Crescent Nebula (NGC6888) in SHO
Askar 151phq; AP Mach2 GTO, ASI6200MM, – Chroma RGB & 5nm Narrowband Filters
H,O,S: (37,24,27 x 720s 61Bin 1, Gain 100) R,G,B: (16,15,12 x 120s, Bin 1, Gain 100)
Total integration time = 19.0 hrs (June 12,13,14,18,20,22 – 2024) (full res RASC Zenfolio or Astrobin)
Crescent Nebula (NGC6888) in SHO
Askar 151phq; AP Mach2 GTO; ASI6200MM, – Chroma RGB & 5nm Narrowband Filters
H,O,S: (37,24,27 x 720s 61Bin 1, Gain 100); R,G,B: (16,15,12 x 120s, Bin 1, Gain 100)
Total integration time = 19.0 hrs (June 12,13,14,18,20,22, 2024)
For downloadable, full resolution follow links to Victoria RASC Zenfolio or Astrobin.
The Crescent Nebula is the result of the expansion of material, mainly hydrogen, given off by a star when it transformed into a red giant about 250 to 400 thousand years ago.
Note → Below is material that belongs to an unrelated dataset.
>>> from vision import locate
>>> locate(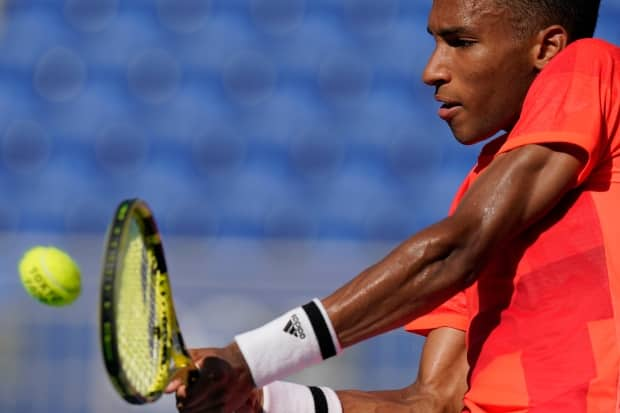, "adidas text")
[284,314,306,340]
Subsequent winds from this star continue to propel the material outward creating supersonic shock fronts, and at the same time cause the hydrogen in the shock fronts to light up in red. The red tendril web appearance is the result of shock fronts colliding and interfering. The red hydrogen web is engulfed in a bubbly, blue shell of very low density doubly ionized oxygen. Oxygen likes it electrons very much, and it takes very high energy photons to create this ionization, in this case, likely originating from the progenitor star. Alternatively, emissions can also be generated via the high temperatures reached by the material during supersonic flow.
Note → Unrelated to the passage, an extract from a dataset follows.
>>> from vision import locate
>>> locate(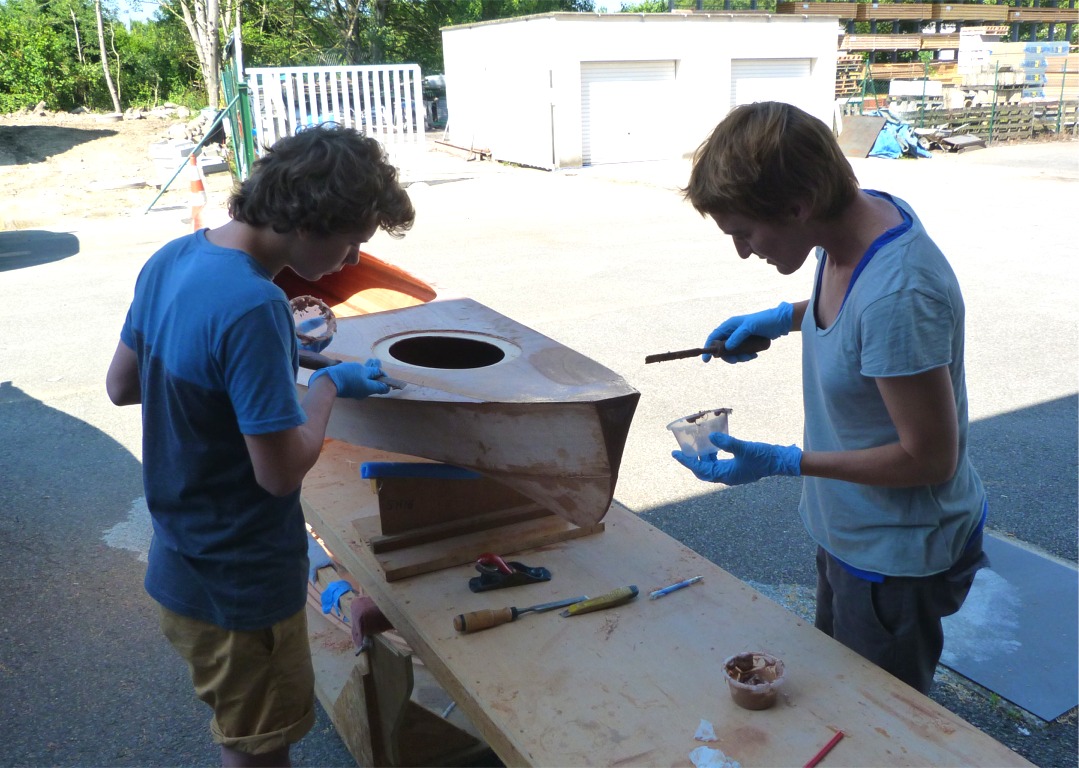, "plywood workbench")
[303,440,1030,768]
The structure of the crescent is very characteristic of the remnants when a star implodes in a super-nova, but in this case the star remains as a “Wolf Rayet” star. The difference is that Wolf Rayet expulsions of material are either continuous or periodic, while supernovae are a one time deal as a large star dies. The shape of the nebula is likely a result of asymmetry in stellar winds from the Wolf Rayet and partly a result of variations in density and winds in the material that it is expanding into. It is termed the “Crescent Nebula” because only the brightest part of the Nebula, forming a crescent or a Euro symbol can be seen visually. The crescent can be seen by squinting at the image – and even better if you are older by taking off your reading glasses ;-).
The molecular cloud in the background? is also interesting. Being lit up gently by the dense star field or its own temperature (again, I am not sure which), it shows the characteristics of turbulent viscous flow. Being a devout propellor head, I just find fluid mechanics so interesting, and there is such a limited understanding of the properties and state of the predominantly hydrogen within these clouds. One of the goals of this website is to puzzle this out.
This image represented first light for my new Chroma filters.